As I see it, when you refer to a white kid as someone who “plays soccer”, you are basically saying he is white, sheltered, slightly out-of-touch with anything that goes on with households earning under $250,000. Again, soccer-player parents aren’t bad people, they are caring, involved, and protective, but to a fault. There are worse things to be I guess (e.g. uninvolved parents, whole other post), but ease up a little. Expose your kids to discipline, competition, life in general because yeah, Kaddy might get into Brown, but she is going to do more LSD than Hunter S. Thompson.

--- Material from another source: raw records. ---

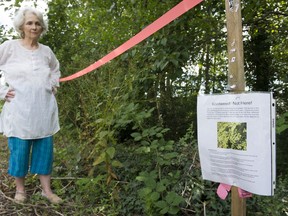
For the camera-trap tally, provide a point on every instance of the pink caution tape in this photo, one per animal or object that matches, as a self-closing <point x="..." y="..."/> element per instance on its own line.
<point x="223" y="191"/>
<point x="165" y="19"/>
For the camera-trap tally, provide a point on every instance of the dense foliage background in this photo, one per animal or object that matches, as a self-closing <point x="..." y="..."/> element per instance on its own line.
<point x="128" y="143"/>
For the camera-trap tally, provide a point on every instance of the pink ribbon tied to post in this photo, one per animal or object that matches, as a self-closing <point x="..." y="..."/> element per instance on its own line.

Please note that if this post comes off as macho in a “my kid can kick your kid’s ass” kind of way, it is not meant like that. I find the macho parents to be much worse and often think their standard response to everything of “beat ‘em up” is aggressively ignorant. They tend to force their kids into macho things to toughen them up only leading them to grow up to be quick-tempered angry boors who talk in strictly blue collar clichés…and start the cycle all over again. There are extremes on both ends, but finding a medium approach leads to well-adjusted independent productive members of society like myself. This is also not a putdown of soccer. I played a year of soccer growing up and later football. Soccer just seems to be the sport of choice for the “Lilies”. While soccer may have its better qualities, there is nothing more eye-opening and maturing than your football coach questioning your sexuality after a half-hearted block attempt.